End the Violence

This Sunday we celebrate the Ascension of Our Lord into heaven after his resurrection. It is supposed to be a joyful occasion in which the Great Commission is given for the disciples to go out into all the world and preach the Gospel, literally the Good News of Jesus’ teachings. However, the church has far too often taken this command to mean that we must go out and force people into submission to the Gospel. That Good News then becomes a bully club used to attack and subjugate people who do not look like us, think like us, believe like us, or talk like us.

Over the last couple of years we as human beings have been forced to slow down and take time to think. The pandemic gave us time where we could reflect on our lives and the things that matter most to us. For some, it has been a welcome time to change into better people. A time to help others and become more loving, kind, accepting, and generous in our daily lives.

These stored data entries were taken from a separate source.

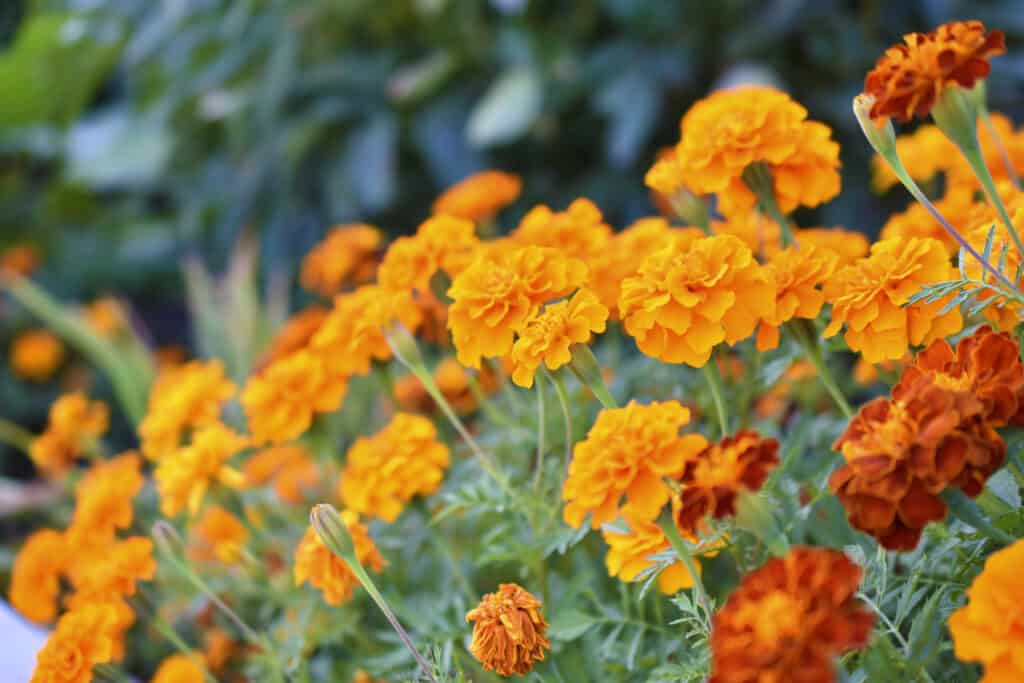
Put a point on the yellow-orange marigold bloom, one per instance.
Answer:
(36, 354)
(798, 274)
(628, 453)
(81, 640)
(479, 196)
(35, 579)
(907, 80)
(183, 477)
(500, 291)
(870, 298)
(790, 620)
(688, 298)
(383, 472)
(509, 631)
(325, 570)
(714, 477)
(989, 628)
(547, 337)
(219, 535)
(347, 254)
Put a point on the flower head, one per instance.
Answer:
(509, 631)
(627, 453)
(796, 613)
(907, 80)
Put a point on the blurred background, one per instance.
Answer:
(136, 133)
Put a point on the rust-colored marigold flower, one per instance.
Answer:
(383, 472)
(547, 337)
(989, 628)
(347, 254)
(81, 640)
(500, 291)
(798, 274)
(509, 631)
(790, 620)
(687, 298)
(328, 572)
(35, 579)
(714, 477)
(36, 354)
(907, 80)
(628, 453)
(870, 298)
(479, 197)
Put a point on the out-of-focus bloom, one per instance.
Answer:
(712, 479)
(35, 579)
(500, 291)
(907, 80)
(183, 477)
(790, 620)
(219, 535)
(181, 398)
(687, 298)
(870, 298)
(383, 472)
(479, 197)
(798, 275)
(347, 254)
(989, 628)
(325, 570)
(36, 354)
(546, 338)
(509, 631)
(628, 453)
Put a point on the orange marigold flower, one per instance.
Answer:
(907, 80)
(325, 570)
(383, 472)
(183, 477)
(688, 298)
(347, 254)
(35, 579)
(989, 628)
(547, 337)
(870, 298)
(36, 354)
(500, 291)
(714, 477)
(628, 453)
(796, 613)
(219, 536)
(81, 640)
(480, 196)
(509, 631)
(798, 274)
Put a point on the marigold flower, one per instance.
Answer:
(509, 631)
(479, 197)
(628, 453)
(798, 275)
(347, 254)
(500, 291)
(870, 298)
(325, 570)
(383, 472)
(714, 477)
(796, 613)
(688, 298)
(989, 628)
(183, 477)
(547, 337)
(907, 80)
(36, 354)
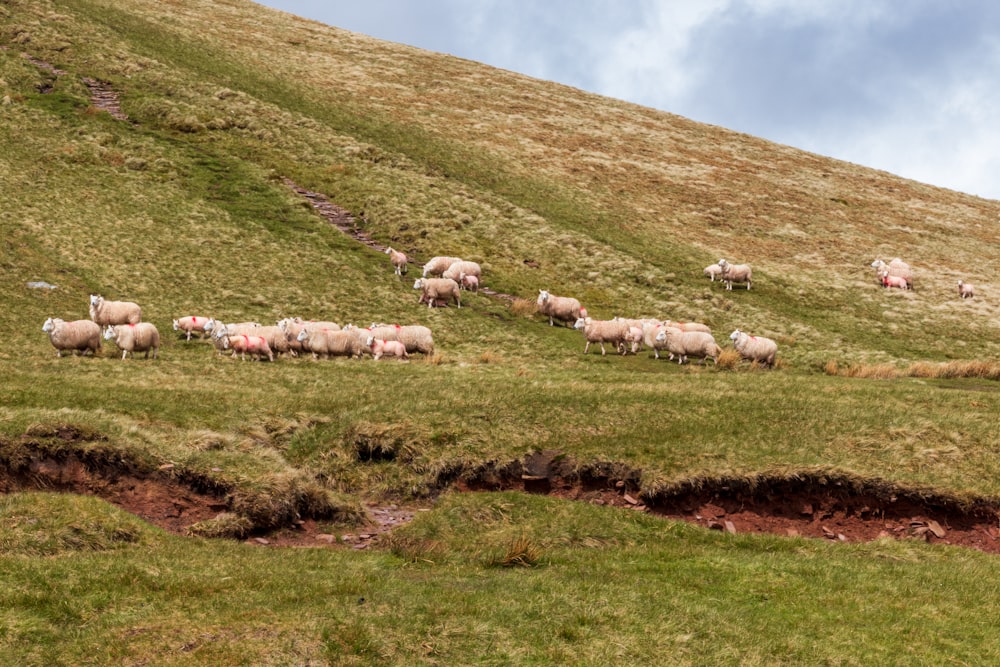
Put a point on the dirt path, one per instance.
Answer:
(808, 510)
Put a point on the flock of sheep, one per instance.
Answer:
(680, 340)
(442, 281)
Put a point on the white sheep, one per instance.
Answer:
(277, 340)
(439, 288)
(735, 273)
(894, 281)
(398, 260)
(650, 331)
(456, 269)
(386, 348)
(562, 308)
(76, 335)
(106, 313)
(438, 265)
(255, 346)
(325, 343)
(896, 268)
(192, 323)
(686, 344)
(603, 331)
(132, 338)
(414, 337)
(754, 348)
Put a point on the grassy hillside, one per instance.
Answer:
(185, 208)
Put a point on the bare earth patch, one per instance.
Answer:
(845, 517)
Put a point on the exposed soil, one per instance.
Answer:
(807, 507)
(800, 507)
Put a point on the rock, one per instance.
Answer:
(936, 528)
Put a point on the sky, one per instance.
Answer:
(911, 87)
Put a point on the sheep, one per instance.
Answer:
(81, 335)
(603, 331)
(471, 283)
(894, 281)
(277, 340)
(562, 308)
(398, 260)
(754, 348)
(438, 265)
(414, 337)
(735, 273)
(896, 267)
(191, 323)
(106, 313)
(328, 343)
(438, 288)
(456, 270)
(386, 348)
(132, 338)
(686, 344)
(649, 337)
(255, 346)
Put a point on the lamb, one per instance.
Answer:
(562, 308)
(327, 343)
(191, 323)
(132, 338)
(439, 288)
(456, 270)
(896, 267)
(754, 348)
(81, 335)
(468, 282)
(106, 313)
(603, 331)
(438, 265)
(414, 337)
(686, 344)
(255, 346)
(387, 348)
(398, 260)
(894, 281)
(735, 273)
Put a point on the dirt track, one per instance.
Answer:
(808, 510)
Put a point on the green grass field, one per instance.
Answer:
(185, 209)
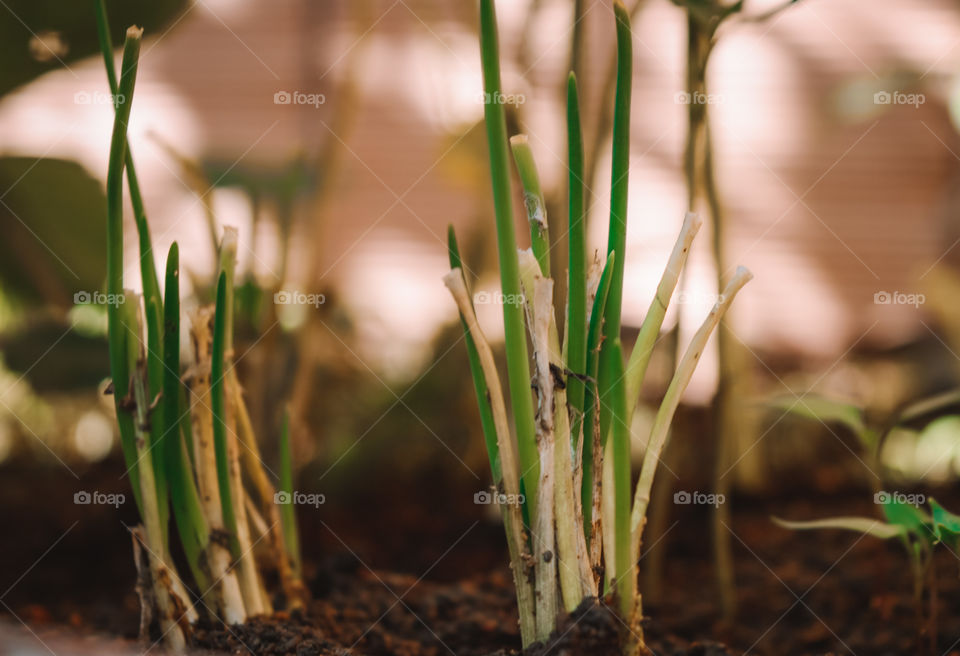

For others, it has been a time to become more angry, distant, abusive, and yes, even racist and bigoted.

Why are these two groups of people experiencing the pandemic in vastly different ways? Why has violence, racism, bigotry, misogyny, and hatred increased in our world? The answer is both simple and complex at the same time. It is simple because one needs only to look at the diet of vitriolic posts, videos, news-feeds, and stories that rush by us hour by hour to understand where all that hatred, anger, and violence comes from. Even among ministers it has become a war zone.

We allow ourselves to be drug down to the depths of despair and hopelessness as the days have turned into weeks, the weeks into months, and the months into two and a half years. Many of us have stopped going to church, stopped praying, stopped meditating, stopped reading wholesome materials, and have instead turned to working nonstop, watching the news nonstop, and spending hours on social media. These changes in our daily patterns have feed into a cycle that brings us nothing wholesome and everything to make us angry, hateful, and abusive.

Even as I write this post another shooting has taken place in our nation. This time in an elementary school in Texas. As the numbers vibrate on my watch, my soul begs for a change in our society to end this never-ending cycle of violence. I am tired of seeing the number of dead continue to rise from mass violence, from hateful people unwilling to care for anyone but themselves, and from viruses out of control. As ministers of the Good News we have all begged you to show a little bit of human compassion by getting vaccinated, wearing masks, and limiting close contact with others. And yet, that was too much to ask. And now we face the possibility of yet another pandemic in our world with the monkey-pox virus starting to build up.

My friends and family, I pray it is not too late for us to return to civility, love, kindness, gentleness, and generosity. But in order to do that, we must first work on changing ourselves. We must be willing to change our hearts and minds to be more like the Christ. We must stop looking at those around us as inferior to ourselves. We must accept everyone as equal to ourselves. It is time to stop the violence of looking down on others and viewing ourselves as the only people that matter.

We MUST follow the teaching of the Christ to love God and love our neighbors as ourselves. Only then can we truly effect change in our world.